Why play at night? Courses aren't crowded, at least not yet. It extends the season everywhere in even the coldest places. The Twin Cities may have the most extreme league each year when the Moondog starts around Thanksgiving and runs every Tuesday night until Daylight Saving starts in the Spring even when it's -20 out and a foot of snow on the ground. In the few sanctioned events where we've calculated ratings, it doesn't seem like playing at night affects the scores much. The SSA for the courses came out close to daytime rounds there. Maybe not seeing the trees reduces any nervousness about hitting certain routes?

To support the increasing popularity of night golf, the PDGA is looking into expanding equipment specs to allow discs and other gear to be designed for night play. Manufacturers have recently been surveyed for their advice on this topic and we should have some good ideas by mid-July. (Note: Any disc manufacturers we missed, please contact [email protected] to participate in the survey.) Besides glow discs that have been around for 20 years, there are some discs containing LEDs designed for night play on the market like those from Black Jax Sports pictured below. However, the Black Jax Quest and any other LED models currently do not yet meet PDGA specs, primarily because they contain metal.
Quest night
Night events currently can be PDGA sanctioned as X-tiers where players can earn points and ratings. It's common to have one or more day rounds and one night round as the event format but all rounds can be at night if desired. Players must use PDGA Approved discs under the current standards. However, when the TD requests a waiver for the event, players are allowed to tape the LED bobber lights to their discs (even max weight discs) in addition to using longtime PDGA Approved discs where the glow compound is blended in the plastic.

You can find the LED bobber lights at online and retail disc golf stores for around $4 each. A new type of LED (see photos) has become available for just $2 each in packs of five. However, these are not waterproof and should be taped as shown so they are sealed pretty well from water.

LEDs

Taped LED

As equipment for night play evolves, it will include more devices with replaceable and, ideally, rechargeable batteries. Solar panels to recharge batteries for lights in targets would also be desireable.

LED Stick

The LED light sticks pictured do have replaceable batteries and are probably the least expensive way to temporarily light the targets for night play. A set for an 18-hole course runs less than $50 and should last for 12-15 rounds before needing new batteries. Replacement batteries only run around $20 for the whole course to get another 12-15 rounds. (check PDGA Store for LED products shown)  Single use glow sticks have been used for many years and might run $50 for an 18-hole course and last just one round. That cost is why your hardcore night golfers have tended to not light the baskets. In fact, even "spotting" them with a flashlight during played is sometimes not allowed.

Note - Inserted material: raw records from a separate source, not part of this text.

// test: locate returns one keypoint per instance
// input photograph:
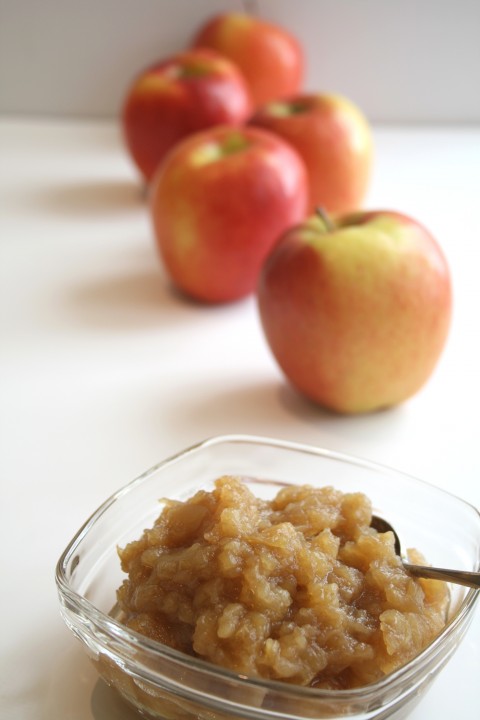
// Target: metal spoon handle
(460, 577)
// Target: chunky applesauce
(299, 588)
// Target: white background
(401, 60)
(105, 370)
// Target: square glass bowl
(164, 683)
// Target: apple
(356, 311)
(219, 201)
(269, 56)
(178, 96)
(334, 139)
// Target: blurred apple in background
(335, 141)
(356, 312)
(178, 96)
(270, 57)
(219, 201)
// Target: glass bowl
(164, 683)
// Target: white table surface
(105, 371)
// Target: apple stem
(323, 215)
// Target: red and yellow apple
(219, 201)
(270, 57)
(334, 139)
(178, 96)
(356, 311)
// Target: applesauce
(299, 588)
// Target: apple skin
(219, 202)
(270, 58)
(356, 316)
(178, 96)
(334, 139)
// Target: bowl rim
(128, 637)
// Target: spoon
(460, 577)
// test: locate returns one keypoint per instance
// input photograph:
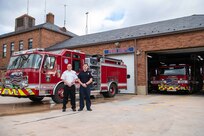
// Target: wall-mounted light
(117, 45)
(138, 52)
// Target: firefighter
(85, 79)
(69, 77)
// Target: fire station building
(141, 47)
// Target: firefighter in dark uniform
(85, 79)
(69, 77)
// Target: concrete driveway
(152, 115)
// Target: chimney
(24, 22)
(50, 18)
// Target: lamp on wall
(138, 52)
(117, 45)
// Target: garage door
(129, 61)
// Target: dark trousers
(84, 93)
(69, 92)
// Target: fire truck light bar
(28, 51)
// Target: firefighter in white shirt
(69, 77)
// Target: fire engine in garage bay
(178, 77)
(36, 74)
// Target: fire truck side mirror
(128, 76)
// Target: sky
(103, 15)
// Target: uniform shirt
(85, 76)
(69, 76)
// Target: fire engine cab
(36, 74)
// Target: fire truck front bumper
(172, 88)
(18, 92)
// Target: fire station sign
(119, 51)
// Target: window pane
(20, 45)
(30, 43)
(12, 48)
(4, 50)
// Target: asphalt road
(124, 115)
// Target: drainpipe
(40, 39)
(136, 64)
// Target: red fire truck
(182, 77)
(36, 73)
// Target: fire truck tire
(36, 99)
(111, 92)
(58, 95)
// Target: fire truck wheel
(36, 99)
(112, 91)
(58, 96)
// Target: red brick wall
(50, 38)
(176, 41)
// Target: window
(20, 45)
(20, 22)
(4, 50)
(12, 49)
(30, 43)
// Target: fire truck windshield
(25, 61)
(172, 71)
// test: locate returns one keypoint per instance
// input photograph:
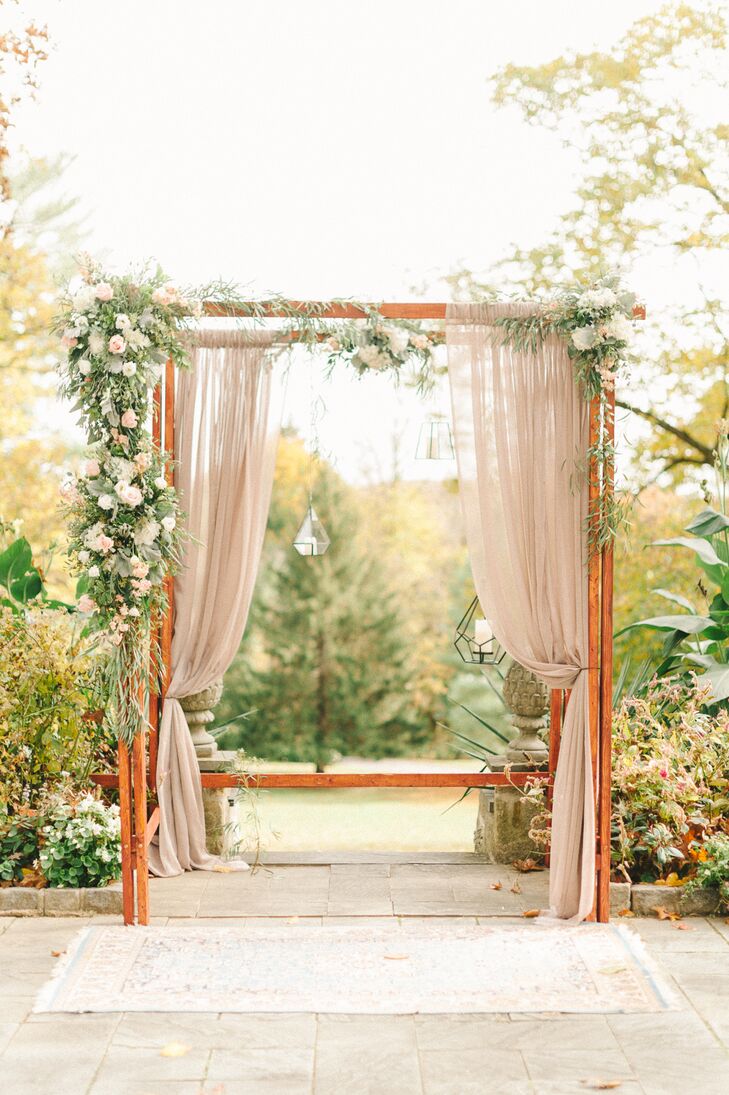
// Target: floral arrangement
(596, 322)
(82, 844)
(385, 346)
(124, 518)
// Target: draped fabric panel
(226, 437)
(521, 430)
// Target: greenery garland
(597, 323)
(125, 529)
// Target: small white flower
(585, 337)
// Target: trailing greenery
(698, 642)
(597, 324)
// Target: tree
(654, 164)
(327, 668)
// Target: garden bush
(81, 844)
(670, 785)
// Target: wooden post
(139, 770)
(605, 759)
(593, 611)
(125, 810)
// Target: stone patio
(683, 1051)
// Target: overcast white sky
(315, 149)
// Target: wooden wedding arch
(137, 776)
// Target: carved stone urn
(528, 699)
(198, 712)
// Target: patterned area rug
(391, 969)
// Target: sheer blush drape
(227, 424)
(520, 426)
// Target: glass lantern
(435, 440)
(475, 640)
(311, 539)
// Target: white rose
(398, 338)
(618, 327)
(147, 532)
(585, 337)
(129, 495)
(96, 343)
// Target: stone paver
(682, 1052)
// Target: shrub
(46, 672)
(82, 844)
(670, 781)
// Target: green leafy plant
(698, 642)
(713, 867)
(82, 844)
(670, 781)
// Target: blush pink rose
(116, 344)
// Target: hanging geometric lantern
(475, 641)
(311, 539)
(435, 440)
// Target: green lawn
(368, 819)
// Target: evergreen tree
(331, 670)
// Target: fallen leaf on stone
(525, 865)
(174, 1049)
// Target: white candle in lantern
(483, 632)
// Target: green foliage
(330, 672)
(46, 688)
(651, 180)
(713, 866)
(82, 844)
(670, 781)
(699, 642)
(20, 845)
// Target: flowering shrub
(670, 782)
(82, 844)
(46, 672)
(123, 513)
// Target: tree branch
(704, 450)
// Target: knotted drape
(521, 434)
(226, 435)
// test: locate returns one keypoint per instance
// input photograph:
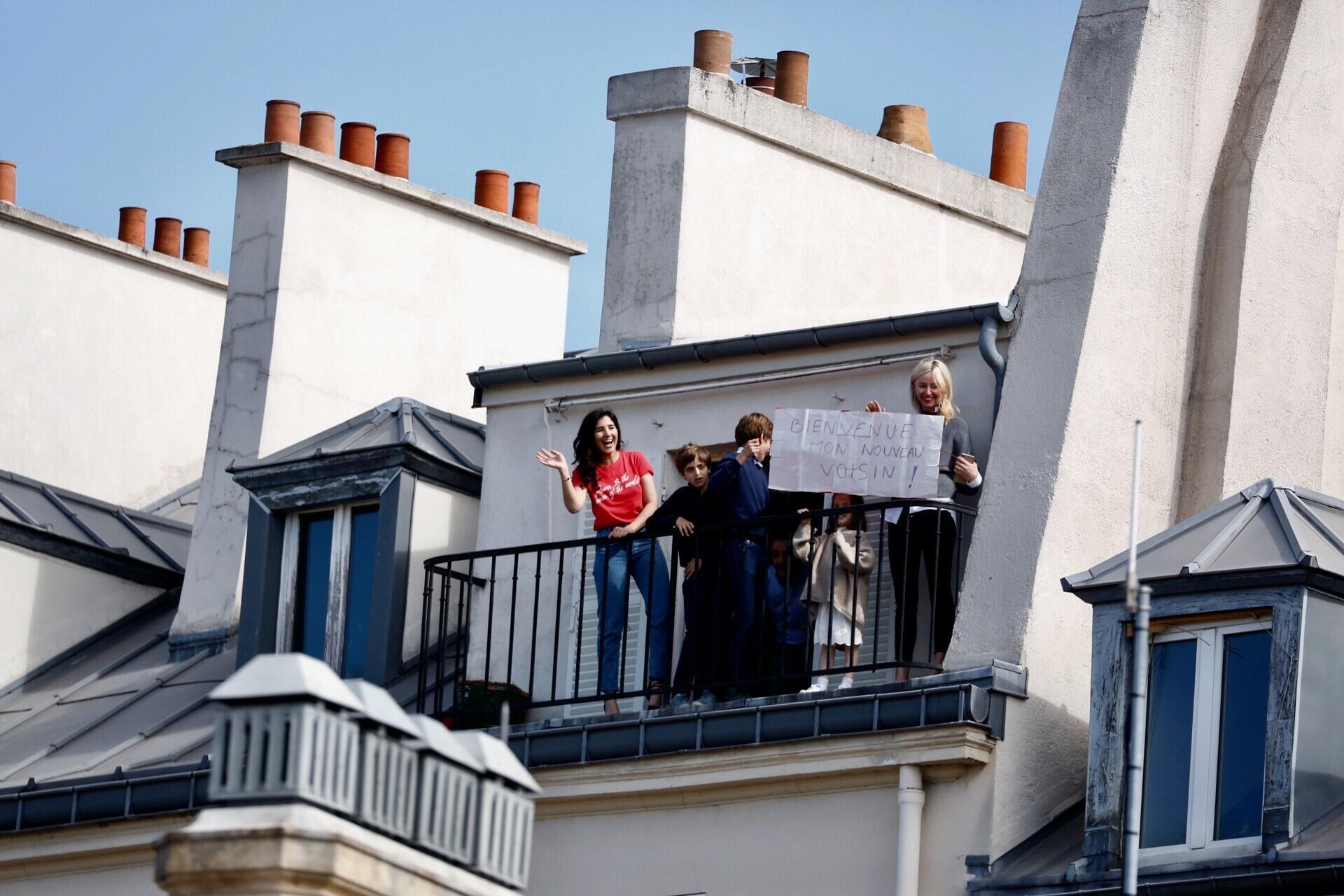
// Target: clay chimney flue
(526, 197)
(356, 143)
(906, 125)
(790, 77)
(168, 237)
(492, 190)
(1008, 158)
(764, 85)
(8, 183)
(318, 131)
(714, 51)
(195, 246)
(131, 229)
(281, 121)
(394, 155)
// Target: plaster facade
(733, 211)
(1171, 274)
(101, 343)
(52, 605)
(349, 288)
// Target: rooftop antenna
(1138, 603)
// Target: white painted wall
(736, 213)
(51, 605)
(108, 360)
(442, 522)
(350, 288)
(1172, 274)
(521, 500)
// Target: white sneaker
(818, 685)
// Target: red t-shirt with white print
(619, 496)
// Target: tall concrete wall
(350, 288)
(736, 213)
(1176, 272)
(106, 360)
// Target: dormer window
(1205, 770)
(336, 526)
(330, 559)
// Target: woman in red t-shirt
(624, 496)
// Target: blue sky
(109, 104)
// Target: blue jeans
(613, 564)
(746, 564)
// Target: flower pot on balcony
(479, 704)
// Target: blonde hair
(942, 377)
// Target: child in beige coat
(839, 590)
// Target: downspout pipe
(909, 822)
(990, 351)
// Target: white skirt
(839, 631)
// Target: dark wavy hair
(585, 447)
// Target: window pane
(1171, 718)
(359, 594)
(314, 587)
(1241, 736)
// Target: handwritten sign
(892, 456)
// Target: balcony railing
(570, 624)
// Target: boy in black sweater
(685, 510)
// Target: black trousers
(929, 536)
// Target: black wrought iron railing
(732, 610)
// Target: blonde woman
(930, 532)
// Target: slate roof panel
(1269, 526)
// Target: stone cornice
(738, 774)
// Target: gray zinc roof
(1269, 526)
(118, 701)
(445, 437)
(717, 349)
(74, 527)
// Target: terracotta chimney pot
(131, 229)
(906, 125)
(195, 246)
(492, 190)
(394, 155)
(356, 143)
(281, 121)
(1008, 158)
(526, 195)
(168, 237)
(714, 51)
(764, 85)
(318, 131)
(8, 190)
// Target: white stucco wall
(350, 288)
(442, 522)
(736, 213)
(51, 605)
(521, 500)
(1156, 285)
(108, 360)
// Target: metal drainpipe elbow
(990, 351)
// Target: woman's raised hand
(554, 460)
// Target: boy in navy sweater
(739, 489)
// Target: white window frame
(1202, 798)
(337, 580)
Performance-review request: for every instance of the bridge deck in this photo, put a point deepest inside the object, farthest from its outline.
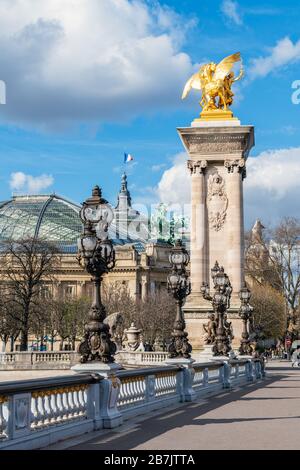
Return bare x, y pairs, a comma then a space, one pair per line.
265, 415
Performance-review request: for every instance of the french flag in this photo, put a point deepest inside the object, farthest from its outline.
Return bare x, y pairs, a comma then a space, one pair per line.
127, 157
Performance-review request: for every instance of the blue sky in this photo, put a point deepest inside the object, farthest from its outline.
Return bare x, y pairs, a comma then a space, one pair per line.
87, 80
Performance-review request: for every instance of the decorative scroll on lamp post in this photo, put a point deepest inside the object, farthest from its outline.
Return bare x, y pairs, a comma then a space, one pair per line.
220, 302
96, 254
245, 313
179, 286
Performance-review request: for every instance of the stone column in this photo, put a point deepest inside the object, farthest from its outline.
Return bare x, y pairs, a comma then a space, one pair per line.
198, 253
220, 225
235, 229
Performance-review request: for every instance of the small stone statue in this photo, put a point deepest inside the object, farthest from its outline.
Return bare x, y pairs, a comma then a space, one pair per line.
133, 337
210, 329
228, 328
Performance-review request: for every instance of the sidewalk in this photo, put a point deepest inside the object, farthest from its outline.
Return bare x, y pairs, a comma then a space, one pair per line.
259, 416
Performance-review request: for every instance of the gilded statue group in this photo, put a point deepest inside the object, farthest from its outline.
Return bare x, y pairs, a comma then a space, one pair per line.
215, 82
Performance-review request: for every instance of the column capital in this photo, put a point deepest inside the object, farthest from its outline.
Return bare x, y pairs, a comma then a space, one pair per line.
236, 166
197, 167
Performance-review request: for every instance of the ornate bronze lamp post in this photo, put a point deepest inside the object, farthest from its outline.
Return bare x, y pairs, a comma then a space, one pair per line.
179, 286
96, 255
220, 302
245, 314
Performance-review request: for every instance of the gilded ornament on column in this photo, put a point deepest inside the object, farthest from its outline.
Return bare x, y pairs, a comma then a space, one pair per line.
215, 82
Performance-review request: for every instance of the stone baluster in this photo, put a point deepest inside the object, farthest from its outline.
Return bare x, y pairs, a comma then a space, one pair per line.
235, 230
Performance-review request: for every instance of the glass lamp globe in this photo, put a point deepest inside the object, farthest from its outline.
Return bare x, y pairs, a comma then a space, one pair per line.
87, 244
220, 279
173, 281
203, 288
96, 209
179, 257
215, 269
105, 249
245, 294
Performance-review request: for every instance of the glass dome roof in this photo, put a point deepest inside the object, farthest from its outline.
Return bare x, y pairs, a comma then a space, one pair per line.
52, 218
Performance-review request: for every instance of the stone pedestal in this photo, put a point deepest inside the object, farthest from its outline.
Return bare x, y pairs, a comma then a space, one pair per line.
217, 156
186, 387
108, 391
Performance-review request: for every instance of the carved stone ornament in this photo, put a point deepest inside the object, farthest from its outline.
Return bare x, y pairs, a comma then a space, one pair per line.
197, 167
217, 201
236, 166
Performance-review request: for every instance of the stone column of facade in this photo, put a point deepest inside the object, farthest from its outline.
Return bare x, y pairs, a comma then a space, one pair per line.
235, 230
198, 255
217, 153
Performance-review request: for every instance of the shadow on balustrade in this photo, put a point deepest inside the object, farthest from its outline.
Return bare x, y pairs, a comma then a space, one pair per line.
141, 430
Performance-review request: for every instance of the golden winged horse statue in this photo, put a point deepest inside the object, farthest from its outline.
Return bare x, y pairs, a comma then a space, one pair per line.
215, 81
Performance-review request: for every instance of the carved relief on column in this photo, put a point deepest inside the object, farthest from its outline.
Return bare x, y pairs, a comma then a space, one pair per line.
236, 166
217, 201
196, 167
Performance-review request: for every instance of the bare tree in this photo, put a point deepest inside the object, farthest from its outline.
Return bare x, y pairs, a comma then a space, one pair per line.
155, 316
9, 328
275, 260
117, 298
69, 318
25, 265
269, 311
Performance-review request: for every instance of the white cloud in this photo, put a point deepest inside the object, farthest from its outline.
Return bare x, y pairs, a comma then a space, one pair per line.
158, 167
230, 10
68, 60
283, 53
271, 189
19, 181
174, 186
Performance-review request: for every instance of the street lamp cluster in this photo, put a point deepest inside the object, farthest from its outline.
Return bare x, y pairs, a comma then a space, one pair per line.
96, 254
220, 302
246, 315
179, 286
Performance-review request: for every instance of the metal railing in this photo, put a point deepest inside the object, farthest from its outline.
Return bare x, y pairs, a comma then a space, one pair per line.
36, 413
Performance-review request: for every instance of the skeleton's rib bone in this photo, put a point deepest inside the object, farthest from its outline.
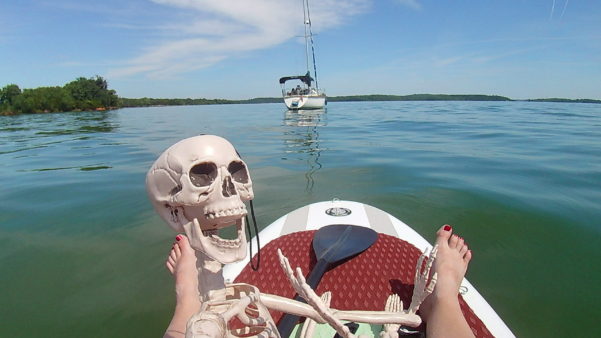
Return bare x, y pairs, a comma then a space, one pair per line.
422, 288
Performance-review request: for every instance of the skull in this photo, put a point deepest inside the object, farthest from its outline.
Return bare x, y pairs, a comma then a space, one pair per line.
199, 186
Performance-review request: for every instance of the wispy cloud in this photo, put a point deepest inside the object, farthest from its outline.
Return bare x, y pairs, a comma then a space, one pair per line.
410, 3
226, 28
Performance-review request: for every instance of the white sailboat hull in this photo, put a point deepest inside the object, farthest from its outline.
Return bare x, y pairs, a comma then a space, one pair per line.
314, 101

Speaking of hardcore, here's what the "cool kids" use for night golf (ex military?) - night vision goggles! While the pair shown in the photo "only" run $500, the really good (read: longer distance) night vision goggles run into the thousands of $$. Just for fun, check out these night vision binocs for under $50 that apparently see just beyond 50 feet in the dark: EyeClops

Night goggles

Add infrared LEDs to your discs, produced by filtering visible light LEDs, and you have the stealth version of night disc golf - fun but a bit pricier. If rangefinders are made legal for night time play, they use infrared lasers so distance to the basket can be determined as long as you know where to aim.

While the stealth version may be the only way to play some courses, the future for night disc golf could literally be much brighter by lighting more than is typically done today once manufacturers are turned loose to innovate more items for night play that mostly use rechargeable batteries. Envision players carrying a rechargeable battery belt where they plug in their jacket, pants and shirt. Or maybe each item will have its own battery? Some might add a lighted cap and even shoes which are already available. Is it possible to emulate tie-dye with LEDs?

Discs containing multiple LEDs will streak thru the sky with open shuttered videocams tracking their flight. Baskets might be lit subtly or perhaps with gaudy multi-colored blinking LEDs. With dramatic and colorful night lighting everywhere, we could create a spectacle that could really grab the attention of the media and bring us out from under the big shadow cast by ball golf.